Vele kleine mutaties
Bovenstaande mutaties zijn grote mutaties die op zichzelf al obesitas kunnen veroorzaken. Dit betekent dat deze ene mutatie al genoeg is om de ziekte te veroorzaken. In dit geval wordt er gesproken van een monogenetische ziekte. Dit komt niet zo heel vaak voor. Meer voorkomende genetische en erfelijke oorzaken van obesitas zijn multifactorieel. Dit wil zeggen dat er veel kleine mutaties van allerlei genen zijn opgetreden die samen leiden tot het ontstaan van obesitas. Er zijn veel van deze kleine mutaties geïdentificeerd. Het is over het algemeen niet precies bekend hoe deze kleine mutaties precies leiden tot obesitas. Een bekende mutatie waar al veel onderzoek naar is gedaan is een mutatie in het FTO-gen, dat op chromosoom 16 ligt. Er is een duidelijk verband gevonden tussen deze mutatie en obesitas: bij mensen met de mutatie komt obesitas tot wel 67% vaker voor. Wat de achterliggende oorzaken hiervoor zijn, is echter niet bekend.

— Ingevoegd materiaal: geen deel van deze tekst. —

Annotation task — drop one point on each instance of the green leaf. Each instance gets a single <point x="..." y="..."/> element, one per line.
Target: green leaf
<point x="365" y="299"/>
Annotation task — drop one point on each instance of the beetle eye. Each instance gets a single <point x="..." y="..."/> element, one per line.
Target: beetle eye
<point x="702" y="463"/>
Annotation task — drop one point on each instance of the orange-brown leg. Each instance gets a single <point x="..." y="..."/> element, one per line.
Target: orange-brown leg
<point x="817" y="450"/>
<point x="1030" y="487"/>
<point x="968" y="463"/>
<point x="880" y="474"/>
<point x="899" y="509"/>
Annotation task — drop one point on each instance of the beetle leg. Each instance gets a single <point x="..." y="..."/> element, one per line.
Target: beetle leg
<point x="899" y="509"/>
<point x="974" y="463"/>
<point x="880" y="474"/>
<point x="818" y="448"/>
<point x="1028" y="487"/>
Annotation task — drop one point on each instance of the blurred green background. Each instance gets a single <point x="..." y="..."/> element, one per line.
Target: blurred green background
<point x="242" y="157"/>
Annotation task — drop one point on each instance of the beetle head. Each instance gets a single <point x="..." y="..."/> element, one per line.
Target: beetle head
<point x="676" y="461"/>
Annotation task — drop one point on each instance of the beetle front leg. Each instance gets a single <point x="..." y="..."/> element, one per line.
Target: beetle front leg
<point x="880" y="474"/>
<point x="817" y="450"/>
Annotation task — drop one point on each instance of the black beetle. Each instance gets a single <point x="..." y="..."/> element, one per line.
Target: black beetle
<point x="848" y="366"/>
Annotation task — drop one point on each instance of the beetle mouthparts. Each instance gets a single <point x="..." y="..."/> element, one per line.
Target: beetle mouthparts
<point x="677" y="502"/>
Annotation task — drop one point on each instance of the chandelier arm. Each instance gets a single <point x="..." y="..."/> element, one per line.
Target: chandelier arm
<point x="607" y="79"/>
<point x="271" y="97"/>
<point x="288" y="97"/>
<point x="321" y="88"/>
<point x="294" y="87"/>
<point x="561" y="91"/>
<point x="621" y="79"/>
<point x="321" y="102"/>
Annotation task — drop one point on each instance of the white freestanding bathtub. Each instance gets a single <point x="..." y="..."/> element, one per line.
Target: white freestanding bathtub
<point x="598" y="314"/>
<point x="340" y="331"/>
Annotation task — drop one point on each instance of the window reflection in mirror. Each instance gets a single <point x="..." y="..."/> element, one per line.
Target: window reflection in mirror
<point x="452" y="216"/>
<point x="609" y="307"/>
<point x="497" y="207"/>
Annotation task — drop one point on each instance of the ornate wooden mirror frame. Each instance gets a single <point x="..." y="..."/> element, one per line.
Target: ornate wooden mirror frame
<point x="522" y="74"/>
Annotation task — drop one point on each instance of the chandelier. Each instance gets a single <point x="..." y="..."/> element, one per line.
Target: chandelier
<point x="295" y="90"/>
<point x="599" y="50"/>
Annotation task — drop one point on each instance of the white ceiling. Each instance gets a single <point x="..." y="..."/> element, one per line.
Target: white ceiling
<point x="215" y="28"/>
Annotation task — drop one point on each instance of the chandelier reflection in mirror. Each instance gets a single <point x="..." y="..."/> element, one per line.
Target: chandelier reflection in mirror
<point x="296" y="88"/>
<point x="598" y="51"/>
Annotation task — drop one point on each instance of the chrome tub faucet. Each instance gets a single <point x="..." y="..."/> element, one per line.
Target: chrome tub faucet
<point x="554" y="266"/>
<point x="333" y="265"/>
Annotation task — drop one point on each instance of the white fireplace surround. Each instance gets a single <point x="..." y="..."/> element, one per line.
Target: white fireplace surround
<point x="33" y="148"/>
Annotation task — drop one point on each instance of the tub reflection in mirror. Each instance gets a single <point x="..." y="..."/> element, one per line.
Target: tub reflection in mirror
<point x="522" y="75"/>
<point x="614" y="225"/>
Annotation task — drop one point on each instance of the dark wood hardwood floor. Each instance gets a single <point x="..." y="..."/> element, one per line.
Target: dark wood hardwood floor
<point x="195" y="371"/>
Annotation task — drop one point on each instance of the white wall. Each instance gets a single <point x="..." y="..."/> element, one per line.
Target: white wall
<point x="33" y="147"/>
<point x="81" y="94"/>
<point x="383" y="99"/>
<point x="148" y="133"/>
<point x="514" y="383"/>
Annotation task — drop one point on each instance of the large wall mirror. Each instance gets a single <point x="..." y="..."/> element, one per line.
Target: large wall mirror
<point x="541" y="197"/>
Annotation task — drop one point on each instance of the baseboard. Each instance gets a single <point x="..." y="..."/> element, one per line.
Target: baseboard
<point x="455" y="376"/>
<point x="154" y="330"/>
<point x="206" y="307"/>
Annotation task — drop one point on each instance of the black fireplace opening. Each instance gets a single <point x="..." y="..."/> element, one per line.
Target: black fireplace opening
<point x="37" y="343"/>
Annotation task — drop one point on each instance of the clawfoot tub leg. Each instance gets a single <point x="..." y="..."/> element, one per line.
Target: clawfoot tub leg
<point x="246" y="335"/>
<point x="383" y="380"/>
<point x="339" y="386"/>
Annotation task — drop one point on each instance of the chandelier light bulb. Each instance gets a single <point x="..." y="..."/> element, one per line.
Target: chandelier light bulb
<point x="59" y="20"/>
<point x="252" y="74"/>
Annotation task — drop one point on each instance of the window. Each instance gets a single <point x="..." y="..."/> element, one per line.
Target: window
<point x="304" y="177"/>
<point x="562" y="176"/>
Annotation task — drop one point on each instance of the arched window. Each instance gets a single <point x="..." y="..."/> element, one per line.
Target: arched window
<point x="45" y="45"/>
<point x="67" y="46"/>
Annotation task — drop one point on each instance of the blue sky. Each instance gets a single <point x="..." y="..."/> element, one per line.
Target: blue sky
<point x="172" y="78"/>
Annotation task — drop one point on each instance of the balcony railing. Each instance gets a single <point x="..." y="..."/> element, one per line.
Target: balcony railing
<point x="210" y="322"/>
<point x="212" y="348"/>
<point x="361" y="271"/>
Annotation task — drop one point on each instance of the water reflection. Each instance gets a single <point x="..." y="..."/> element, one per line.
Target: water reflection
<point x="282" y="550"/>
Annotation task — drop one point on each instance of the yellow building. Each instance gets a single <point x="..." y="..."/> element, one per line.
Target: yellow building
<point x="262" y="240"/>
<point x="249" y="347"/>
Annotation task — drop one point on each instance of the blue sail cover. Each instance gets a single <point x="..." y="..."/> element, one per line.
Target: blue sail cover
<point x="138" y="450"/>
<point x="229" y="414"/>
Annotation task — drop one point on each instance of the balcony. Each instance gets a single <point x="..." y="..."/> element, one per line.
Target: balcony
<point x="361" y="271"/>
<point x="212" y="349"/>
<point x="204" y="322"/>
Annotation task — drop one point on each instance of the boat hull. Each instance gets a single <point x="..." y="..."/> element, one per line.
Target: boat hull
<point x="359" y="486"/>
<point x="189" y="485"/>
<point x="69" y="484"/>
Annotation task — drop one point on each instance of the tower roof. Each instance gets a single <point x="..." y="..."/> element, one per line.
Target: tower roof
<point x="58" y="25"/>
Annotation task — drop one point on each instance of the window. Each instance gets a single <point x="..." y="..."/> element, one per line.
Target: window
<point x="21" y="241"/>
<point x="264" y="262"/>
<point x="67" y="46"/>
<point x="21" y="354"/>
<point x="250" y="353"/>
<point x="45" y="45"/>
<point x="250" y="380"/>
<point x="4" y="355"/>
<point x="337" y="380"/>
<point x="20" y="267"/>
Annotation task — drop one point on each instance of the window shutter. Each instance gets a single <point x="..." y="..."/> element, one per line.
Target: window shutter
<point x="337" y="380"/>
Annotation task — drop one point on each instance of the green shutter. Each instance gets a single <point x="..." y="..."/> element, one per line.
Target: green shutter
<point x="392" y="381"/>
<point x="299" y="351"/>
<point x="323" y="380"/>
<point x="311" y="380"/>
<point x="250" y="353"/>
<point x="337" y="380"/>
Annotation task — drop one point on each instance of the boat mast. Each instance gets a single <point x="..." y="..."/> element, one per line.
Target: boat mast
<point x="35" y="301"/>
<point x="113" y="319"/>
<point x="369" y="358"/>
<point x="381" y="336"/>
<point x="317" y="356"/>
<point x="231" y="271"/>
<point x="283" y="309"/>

Zijn genetische en erfelijke oorzaken te behandelen?
Er zijn vele genetische en erfelijke oorzaken te noemen voor obesitas. In de beschreven gevallen gaat het allemaal om mutaties van genen waardoor de hongerregulatie en andere onderdelen van de stofwisseling niet goed gereguleerd kunnen worden. Deze kunnen worden doorgegeven van generatie op generatie. Dit is deels de reden dat overgewicht vaak in hele families voorkomt. Er wordt momenteel, anno 2017, veel onderzoek gedaan naar gentherapie. Bij deze behandeling wordt er geprobeerd om het gemuteerde genetische materiaal te vervangen voor gezond materiaal. Op deze manier zou het probleem opgelost kunnen worden. Voor obesitas is er nog geen gentherapie ontwikkeld.
Leptinetherapie
Een andere behandeling die soms wel uitkomst kan bieden, is leptinetherapie. Bij mensen met een leptinemutatie, waarbij het hormoon leptine dus niet goed werkt, kan kunstmatig gemaakt leptine als medicijn worden toegediend. Dit 'gezonde' leptine zorgt er wel voor dat het hongergevoel onderdrukt wordt. Mensen krijgen daardoor echt veel minder zin om te eten en zullen zo afvallen. Bij mensen met een MC4R-mutatie heeft leptinetherapie echter geen zin. De mutatie in deze receptor zal het proces van hongeronderdrukking nog steeds verstoren.